There are nearly 1,300 colleges that owe the Department of Education money, according to the National Student Legal Defense Network’s review of a number of documents the National Student Legal Defense Network received over the course of two years through inquiries under the Freedom of Information Act.
The group, formed by former Education Department officials, claims the agency has not used all of its tools in years to raise money from colleges and their owners while requiring students to keep paying their debts.
“The Department of Education continues to spend time and money countering struggling student borrowers while doing nothing to collect more than $ 1 billion that colleges and for-profits owe the government,” said Dan Zibel, vice president and Chief Counsel of the National Student Legal Defense Network, who oversaw higher education litigation for the Obama administration.
In a statement to CNN, Education Department spokeswoman Kelly Leon said the agency “has an obligation to improve our policies and practices to better hold institutions accountable for their actions and to provide borrowers with fair and optimized access to the benefits to which they are entitled “. entitled.”
The missing $ 1 billion
According to the report, there are several reasons these institutions owe money to the Ministry of Education. Some are fined for misconduct. Others owe money for loan relief resulting from the closure or for scamming students.
When a college closes or misleads students with false claims about employment rates, it may repay the debt in lieu of the borrower.
The Biden government recently canceled $ 1.5 billion in loans to borrowers who participated in the now-defunct ITT Tech and thousands more who were scammed by other for-profit colleges but President Joe Biden did defies demands from its Democrats to cancel additional debt.
RELATED: Democrats urge Biden to extend student loan hiatus through April 2022 rules.
One of the tools the Education Department has to collect the schools’ outstanding debts is to separate them from federal funding, which allows them to provide student loans and grant grants. However, according to the report, nearly 200 of these schools continued to receive federal funding in the 2019-2020 school year.

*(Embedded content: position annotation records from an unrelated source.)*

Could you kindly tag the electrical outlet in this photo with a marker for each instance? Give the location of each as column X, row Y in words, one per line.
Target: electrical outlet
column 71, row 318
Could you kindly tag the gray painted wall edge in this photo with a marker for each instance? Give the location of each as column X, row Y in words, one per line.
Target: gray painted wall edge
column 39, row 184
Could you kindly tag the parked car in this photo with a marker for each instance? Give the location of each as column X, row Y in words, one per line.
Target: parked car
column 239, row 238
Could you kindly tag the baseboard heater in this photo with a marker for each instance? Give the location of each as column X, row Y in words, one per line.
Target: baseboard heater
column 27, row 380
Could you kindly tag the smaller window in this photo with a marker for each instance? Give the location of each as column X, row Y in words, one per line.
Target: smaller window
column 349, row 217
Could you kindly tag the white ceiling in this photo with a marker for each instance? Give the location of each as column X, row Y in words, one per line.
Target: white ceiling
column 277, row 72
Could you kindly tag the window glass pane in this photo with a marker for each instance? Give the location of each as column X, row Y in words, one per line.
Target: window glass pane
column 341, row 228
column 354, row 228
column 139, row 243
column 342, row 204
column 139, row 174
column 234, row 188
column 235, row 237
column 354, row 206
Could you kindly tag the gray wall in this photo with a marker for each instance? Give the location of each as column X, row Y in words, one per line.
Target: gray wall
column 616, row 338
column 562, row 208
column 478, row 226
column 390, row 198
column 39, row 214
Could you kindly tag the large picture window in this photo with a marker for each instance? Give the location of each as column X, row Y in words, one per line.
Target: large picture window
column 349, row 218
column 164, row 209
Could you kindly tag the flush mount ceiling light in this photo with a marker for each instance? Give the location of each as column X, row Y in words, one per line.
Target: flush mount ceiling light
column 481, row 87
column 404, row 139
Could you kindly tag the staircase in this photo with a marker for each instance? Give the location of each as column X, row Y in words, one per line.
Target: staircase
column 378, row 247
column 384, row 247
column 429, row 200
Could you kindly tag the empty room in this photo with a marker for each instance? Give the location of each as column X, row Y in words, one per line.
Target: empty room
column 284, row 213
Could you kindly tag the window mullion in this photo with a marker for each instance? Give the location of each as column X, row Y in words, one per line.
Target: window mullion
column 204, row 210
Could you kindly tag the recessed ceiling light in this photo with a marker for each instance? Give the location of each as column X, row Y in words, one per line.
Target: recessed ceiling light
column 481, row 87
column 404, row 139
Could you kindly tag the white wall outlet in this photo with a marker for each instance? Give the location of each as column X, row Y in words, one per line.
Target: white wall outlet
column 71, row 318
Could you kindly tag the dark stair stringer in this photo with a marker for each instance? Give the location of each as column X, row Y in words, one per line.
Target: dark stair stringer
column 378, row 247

Comprehensive student debt relief
In the past 15 months, the government has not withdrawn anything from federal borrowers for student debt due to a pandemic relief that expires October 1. However, she usually uses various tactics to collect from borrowers, from wage and tax garnishments to combating debt waivers in bankruptcy courts.
Borrowers currently owe the government $ 1.5 trillion in student debt.
Democrats like Senate Majority Leader Chuck Schumer and Massachusetts Senator Elizabeth Warren are calling on Biden to cancel $ 50,000 in federal student loan debt per borrower.
This week, more than 60 Democrats also called on Biden to extend the pandemic hiatus in student loan payments from October 1 to at least next April. Biden, who said during the campaign he would support the cancellation of $ 10,000 per borrower, has resisted pressure repeatedly since taking office, arguing that the government is giving the people who went to “Harvard and Yale and Penn” Should Not Forgive Debt, Education Minister Miguel Cardona directed a memo to the executive judiciary to cancel debt. It would be an unprecedented move, but a memo from attorneys at Harvard Legal Services Center and its Project on Predatory Student Lending says the Department of Education has authority to do so.
Biden did not include a student debt relief provision in his proposed US $ 1.8 trillion family plan, which calls for community college to be made free and Pell grants to be expanded for low-income college students.
More progressive members of the Democratic Party have been calling for student debt relief for years. Independent Senator Bernie Sanders of Warren and Vermont put forward forgiveness plans when they ran in the Democratic primary.